Pré-éclamspie et récidive en post-partum

Tiphaine a eu une pré-éclampsie à 33SA diagnostiquée en retard pendant le premier confinement, et évoque le manque d’informations lors de son suivi. Elle a pu mener une seconde grossesse mieux suivie à terme mais avec récidive de pré-éclampsie en post-partum, malgré la prise d’aspirine. Elle parle aussi de l’importance d’extérioriser son ressenti sur ce traumatisme et le vécu de la prématurité.

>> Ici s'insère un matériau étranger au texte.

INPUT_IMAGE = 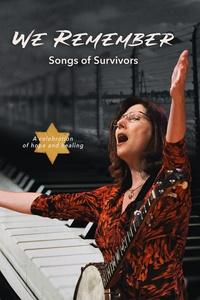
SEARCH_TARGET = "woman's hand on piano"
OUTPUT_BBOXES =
[0,191,41,214]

‟Bon je me lance, ça va faire bientôt 2,5 ans, c’est passé à une vitesse. Je me suis longtemps dit que ça ne servait à rien, qu’il y avait tellement « pire » mais au final si cela peut aider ne serait-ce que moi-même à être en paix alors je me lance. Voici donc mon histoire ou plutôt notre histoire avec Agathe qui va avoir 2 ans et demi, et aussi un peu celle d’Arthur qui vient d’avoir 6 mois.

Retour en arrière, en plein confinement en mars 2020, avec mon mari on décide de partir à la campagne. On quitte donc Lyon et de toutes façons tous mes rendez-vous de suivi de grossesse sont annulés. Je devais d’ailleurs commencer mon suivi à la maternité où je m’étais inscrite, finalement je n’ai eu qu’un rdv téléphonique. Je suis à un peu plus de 5 mois de grossesse, tout se passait bien.

Apparition de symptômes

Et puis en avril, je prends en l’espace de deux semaines beaucoup de poids mais vraiment beaucoup (une dizaine de kg), je m’inquiète, je fais beaucoup de rétention d’eau !… Ma mère me dit de faire attention à ce que je mange car effectivement je suis « gonflée » (sympa, maman). Ma sage-femme que je vois en visio pour les préparations à l’accouchement ne s’inquiète pas non plus plus que ça. Pourtant je sens bien que ça cloche quelque part ; mais c’est ma première grossesse donc je me raisonne et me dis que ça doit être « normal ».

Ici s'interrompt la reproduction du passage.